The idea that Maori in general, and radical Maori in particular, represent a sort of fifth column in Kiwi society is not a new one, and one of its most energetic and long-standing proponents is Trevor Loudon, the former vice-President of the Act Party and an inveterate commie-hunter. Loudon, who insists that the fall of the Soviet Union and the end of the Cold War were merely commie stunts designed to lull the West into a false sense of safety, has over the years linked every Maori activist from Syd Jackson to Tame Iti to one far left conspiracy or other. He also found the time, back in the '80s, to launch a campaign against the owners of Ladas. Loudon apparently regarded Kiwis who purchased the Soviet-made car as politically suspect, and would sometimes confront them in person as they parked their vehicles outside his local supermarket in Christchurch.

I have a couple of sinister photographs to show to comrade Loudon: they were taken recently outside a cafe in Riverhead, on the western edge of Auckland. Unfortunately, I missed out on identifying the owner of the personalised numberplate TITO: he or she nipped up out while I was preoccupied with my oversized rhubarb and lemon muffin.

Riverhead is an old gumdiggers' village, and the gumdigging industry was dominated, at the point of production if not the point of sale, by Dalmatians and Maori. In many parts of Northland, the two peoples intermarried, and in his great poem 'An Ordinary Day Beyond Kaitaia' Kendrick Smithyman celebrates the 'Polynesian Slavic' identity such alliances created.

Some people regarded the confluence of Maori and Dalmatian cultures less happily than Smithyman. In his handsome and disturbing book The Policeman and the Prophet, Mark Derby shows how members of the Anglo-Saxon establishment saw members of both groups as dangerous aliens, who had to be controlled with force. Derby describes, with admirable coolness, a plan by New Zealand's Police Commissioner to intern all of the country's Dalmatians in a giant prison camp on low scrubby land near Cape Reinga.

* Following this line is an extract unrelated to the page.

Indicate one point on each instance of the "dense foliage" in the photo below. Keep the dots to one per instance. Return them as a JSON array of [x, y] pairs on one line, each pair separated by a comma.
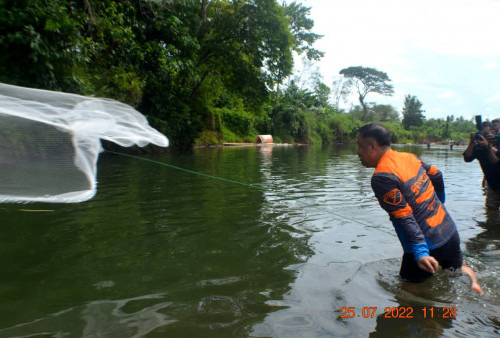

Could the number plate I spotted in an old gumdigging settlement, with its trumpeting of the name of Yugoslavia's late communist leader, be a sign of a residual danger to the forces of capitalist civilisation? Is there perhaps a danger of an alliance between old-style Yugoslav commies and the hotheads of the Mana Party? The term Tito-Rangatiratanga has a certain ring, doesn't it?

Footnote: this was posted by Maps rather than Skyler. Blogger has locked me out of its site, for some reason I can't, in my primitivist ignorance, even begin to comprehend.